Tahun 2020 saja, dari Januari hingga Juli, Deputi Bidang Perlindungan Anak Kementerian Pemberdayaan dan Perlindungan Anak (Kemen PPPA) mencatat sudah terjadi 4.116 kasus kekerasan pada anak di Indonesia. 3.296 korban berjenis kelamin perempuan dan 1.319 korban berjenis kelamin laki-laki.

Oleh karenanya, menjadi penting bagi kita untuk belajar mencintai Sang Pencipta terlebih dahulu dan mengerti bagaimana ajaran-Nya tentang Cinta. Minimal, kita bisa memahami ajaran-Nya tentang cinta. Dengan begitu, hati kita akan mendapatkan jaminan garansi dari Sang Pencipta, yakni menjadi biasa-biasa saja ketika mencintai makhluknya. Sehingga, patah hati dan seterusnya di atas akan dapat diminimalisir.
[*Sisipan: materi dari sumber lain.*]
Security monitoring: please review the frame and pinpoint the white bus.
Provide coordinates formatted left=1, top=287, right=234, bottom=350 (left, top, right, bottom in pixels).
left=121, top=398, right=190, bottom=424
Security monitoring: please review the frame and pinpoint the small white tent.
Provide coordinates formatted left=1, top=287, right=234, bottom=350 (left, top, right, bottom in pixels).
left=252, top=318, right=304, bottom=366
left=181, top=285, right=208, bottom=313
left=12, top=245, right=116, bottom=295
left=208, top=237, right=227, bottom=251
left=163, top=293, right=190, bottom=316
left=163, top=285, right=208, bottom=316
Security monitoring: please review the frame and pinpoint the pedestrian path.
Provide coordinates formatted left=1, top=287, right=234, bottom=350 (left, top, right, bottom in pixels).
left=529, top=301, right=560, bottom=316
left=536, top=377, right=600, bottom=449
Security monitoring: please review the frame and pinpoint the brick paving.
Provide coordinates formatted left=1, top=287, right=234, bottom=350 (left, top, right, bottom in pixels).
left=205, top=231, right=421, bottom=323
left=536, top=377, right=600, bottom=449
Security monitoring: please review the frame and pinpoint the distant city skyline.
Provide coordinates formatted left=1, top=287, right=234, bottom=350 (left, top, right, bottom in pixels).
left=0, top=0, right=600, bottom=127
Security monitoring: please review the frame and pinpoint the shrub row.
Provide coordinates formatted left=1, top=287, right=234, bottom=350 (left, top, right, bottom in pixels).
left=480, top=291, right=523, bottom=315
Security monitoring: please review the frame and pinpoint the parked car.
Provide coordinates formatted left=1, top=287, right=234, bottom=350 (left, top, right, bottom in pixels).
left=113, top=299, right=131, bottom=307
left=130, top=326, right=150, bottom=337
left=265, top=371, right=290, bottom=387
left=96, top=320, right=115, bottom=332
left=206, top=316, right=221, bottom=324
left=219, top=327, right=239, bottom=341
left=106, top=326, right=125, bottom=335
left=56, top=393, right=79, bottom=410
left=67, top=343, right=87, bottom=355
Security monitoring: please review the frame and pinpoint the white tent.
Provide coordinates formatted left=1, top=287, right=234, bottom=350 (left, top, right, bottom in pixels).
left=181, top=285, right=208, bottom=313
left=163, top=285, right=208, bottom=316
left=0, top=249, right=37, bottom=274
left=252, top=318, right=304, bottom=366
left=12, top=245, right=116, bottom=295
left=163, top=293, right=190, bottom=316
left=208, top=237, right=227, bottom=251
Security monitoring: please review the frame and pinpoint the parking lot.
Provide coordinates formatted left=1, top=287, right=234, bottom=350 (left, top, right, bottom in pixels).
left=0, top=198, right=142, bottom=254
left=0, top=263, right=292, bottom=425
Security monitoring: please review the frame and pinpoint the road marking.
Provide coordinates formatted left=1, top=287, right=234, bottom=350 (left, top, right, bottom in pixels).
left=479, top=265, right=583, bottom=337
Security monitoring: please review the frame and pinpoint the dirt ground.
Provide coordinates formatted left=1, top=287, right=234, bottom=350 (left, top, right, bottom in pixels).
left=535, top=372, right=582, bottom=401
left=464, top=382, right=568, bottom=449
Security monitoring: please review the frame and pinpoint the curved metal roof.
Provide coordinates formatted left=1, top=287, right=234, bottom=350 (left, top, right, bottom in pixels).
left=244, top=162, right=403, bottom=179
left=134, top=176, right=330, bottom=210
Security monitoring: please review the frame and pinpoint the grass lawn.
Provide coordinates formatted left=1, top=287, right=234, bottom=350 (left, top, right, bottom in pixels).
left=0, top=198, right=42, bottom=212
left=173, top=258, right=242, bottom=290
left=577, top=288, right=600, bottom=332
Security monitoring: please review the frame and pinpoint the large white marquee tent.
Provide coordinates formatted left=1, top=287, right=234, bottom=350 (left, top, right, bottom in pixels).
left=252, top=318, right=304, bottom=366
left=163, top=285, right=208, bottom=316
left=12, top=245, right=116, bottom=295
Berbicara tentang ajaran Islam tentang cinta, terdapat salah satu prinsip yang terkait, yakni “”خيرالامور اوسطها (paling baiknya suatu perkara adalah yang tengah-tengah). Maka, dalam mencintai kita agar selalu biasa-biasa saja dan menghindari mubhalaghoh atau ekstrem terhadap sesuatu dan dalam hal apapun. Hemat penulis, Islam tidak ingin hambanya merasakan kekecewaan sebab cinta yang berlebihan terhadap sesuatu, termasuk mencintai seseorang (Baca: dia, “d” kecil).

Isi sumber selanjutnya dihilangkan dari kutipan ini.